Übergabe beginnt mit einem sichtbaren Entscheidungsmodell

Der praktische Schritt ist klein. Nach den nächsten fünf Gründerverkaufsgesprächen wird nicht nur der Status dokumentiert, sondern die Entscheidung. Warum passt dieser Kunde? Welcher Satz war das stärkste Kaufsignal? Welche Frage war ein Warnsignal? Welche Zusage wurde bewusst nicht gemacht? Diese Notizen werden zum ersten Sales Betriebssystem.

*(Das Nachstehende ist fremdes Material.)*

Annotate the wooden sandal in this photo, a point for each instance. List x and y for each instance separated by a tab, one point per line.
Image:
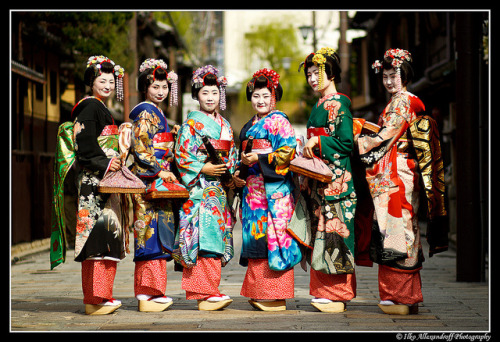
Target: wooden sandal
275	305
332	307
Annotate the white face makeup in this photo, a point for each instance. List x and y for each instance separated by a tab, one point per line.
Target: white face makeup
313	78
103	86
209	98
261	101
390	79
157	92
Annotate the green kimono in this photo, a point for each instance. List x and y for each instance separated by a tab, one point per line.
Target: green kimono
331	206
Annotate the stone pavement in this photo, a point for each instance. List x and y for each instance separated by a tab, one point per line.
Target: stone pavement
51	300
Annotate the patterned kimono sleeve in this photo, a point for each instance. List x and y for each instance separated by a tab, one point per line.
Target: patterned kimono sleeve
143	150
341	142
88	152
233	155
395	122
185	155
281	134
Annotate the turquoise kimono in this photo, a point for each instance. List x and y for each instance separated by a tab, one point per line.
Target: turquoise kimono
205	218
267	199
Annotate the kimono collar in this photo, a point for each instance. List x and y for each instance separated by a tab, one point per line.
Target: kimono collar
146	105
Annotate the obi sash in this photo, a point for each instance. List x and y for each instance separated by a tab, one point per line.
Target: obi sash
317	131
219	145
109	130
165	137
163	144
258	144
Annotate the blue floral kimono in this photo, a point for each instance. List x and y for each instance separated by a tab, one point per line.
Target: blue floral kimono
152	144
267	200
206	221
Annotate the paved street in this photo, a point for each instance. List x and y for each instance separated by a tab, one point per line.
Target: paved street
45	300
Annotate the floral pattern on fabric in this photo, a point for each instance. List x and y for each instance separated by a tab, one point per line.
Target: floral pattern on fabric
267	199
331	206
206	219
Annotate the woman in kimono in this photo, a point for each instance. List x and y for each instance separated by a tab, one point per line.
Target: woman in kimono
100	235
154	229
204	242
393	175
331	206
267	200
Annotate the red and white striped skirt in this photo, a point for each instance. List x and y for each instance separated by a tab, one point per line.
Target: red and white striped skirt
263	283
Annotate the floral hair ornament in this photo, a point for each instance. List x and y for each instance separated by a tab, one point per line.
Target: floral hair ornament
198	81
398	56
155	64
272	83
96	63
319	60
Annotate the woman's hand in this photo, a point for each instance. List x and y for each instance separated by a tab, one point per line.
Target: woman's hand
213	170
250	158
115	164
167	176
238	181
309	147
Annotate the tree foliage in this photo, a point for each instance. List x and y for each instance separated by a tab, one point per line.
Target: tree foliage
84	34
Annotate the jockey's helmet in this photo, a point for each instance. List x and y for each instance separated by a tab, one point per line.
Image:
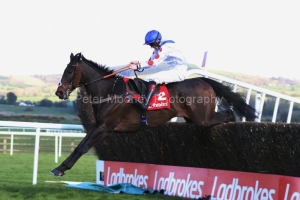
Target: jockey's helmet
152	37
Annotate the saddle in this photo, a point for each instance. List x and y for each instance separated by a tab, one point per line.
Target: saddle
136	88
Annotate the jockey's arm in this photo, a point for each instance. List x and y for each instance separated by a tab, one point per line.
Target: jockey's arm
155	60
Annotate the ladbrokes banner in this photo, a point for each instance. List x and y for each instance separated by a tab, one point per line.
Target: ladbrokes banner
197	182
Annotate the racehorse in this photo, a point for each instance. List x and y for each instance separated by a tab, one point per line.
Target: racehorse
125	116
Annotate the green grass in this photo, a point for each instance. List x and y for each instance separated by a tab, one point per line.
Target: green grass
38	114
26	144
16	180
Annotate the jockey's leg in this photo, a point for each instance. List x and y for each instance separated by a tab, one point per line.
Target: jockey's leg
150	92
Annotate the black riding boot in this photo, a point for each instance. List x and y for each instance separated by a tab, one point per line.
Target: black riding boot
150	92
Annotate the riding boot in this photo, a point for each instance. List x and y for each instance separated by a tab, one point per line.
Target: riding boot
150	92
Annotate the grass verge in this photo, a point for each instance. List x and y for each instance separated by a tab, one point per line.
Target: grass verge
16	180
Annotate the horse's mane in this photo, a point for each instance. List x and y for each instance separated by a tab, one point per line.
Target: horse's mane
103	69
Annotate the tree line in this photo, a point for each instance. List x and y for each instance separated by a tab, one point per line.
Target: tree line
11	99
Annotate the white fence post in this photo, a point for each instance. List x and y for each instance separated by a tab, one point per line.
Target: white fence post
36	155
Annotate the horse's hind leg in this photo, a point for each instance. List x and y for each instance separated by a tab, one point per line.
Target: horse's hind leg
83	147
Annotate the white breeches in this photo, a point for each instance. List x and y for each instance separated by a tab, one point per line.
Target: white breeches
176	74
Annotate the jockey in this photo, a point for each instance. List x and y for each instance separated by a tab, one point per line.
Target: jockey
163	51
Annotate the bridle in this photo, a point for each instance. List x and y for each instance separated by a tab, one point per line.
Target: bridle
77	76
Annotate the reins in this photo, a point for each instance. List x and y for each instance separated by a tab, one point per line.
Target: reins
107	76
112	74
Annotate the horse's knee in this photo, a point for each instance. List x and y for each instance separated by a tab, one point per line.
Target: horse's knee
81	149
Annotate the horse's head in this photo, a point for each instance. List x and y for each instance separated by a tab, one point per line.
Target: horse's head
70	78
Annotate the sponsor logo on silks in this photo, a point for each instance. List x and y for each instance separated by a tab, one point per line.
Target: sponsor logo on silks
157	105
162	96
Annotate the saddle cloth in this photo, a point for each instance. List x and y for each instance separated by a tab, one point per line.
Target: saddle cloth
137	87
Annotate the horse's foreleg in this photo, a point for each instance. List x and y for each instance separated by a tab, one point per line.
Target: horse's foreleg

Danach braucht es keine perfekte Playbook-Bibliothek. Es reicht ein lebender Übergabebogen mit Zielkunde, Problemindikatoren, Ausschlusskriterien, typischen Einwänden, erlaubten Zusagen und nächsten Schritten. Erst wenn eine zweite Person damit bessere Entscheidungen trifft, ist Founder Led Sales wirklich übergabefähig.

Wichtig ist die Grenze: Gründer sollten Vertrieb nicht ewig selbst halten. Das wird sonst zum Wachstumsengpass. Aber Delegation ohne sichtbare Logik ist kein Fortschritt. Sie verschiebt nur Unsicherheit in eine andere Rolle.

Mein Fazit: Der erste Sales Übergabe Test fragt nicht, ob jemand Termine führen kann. Er fragt, ob jemand Kundenqualität beurteilen kann. Gründer sollten ihre Verkaufsurteile sichtbar machen, bevor sie Verantwortung abgeben. Dann wird Vertrieb nicht nur aktiver, sondern wiederholbarer.

Der beste Anfang ist ein gemeinsames Debrief nach jedem ernsten Gespräch. Dort wird nicht nur dokumentiert, was passiert ist, sondern warum die nächste Entscheidung sinnvoll ist.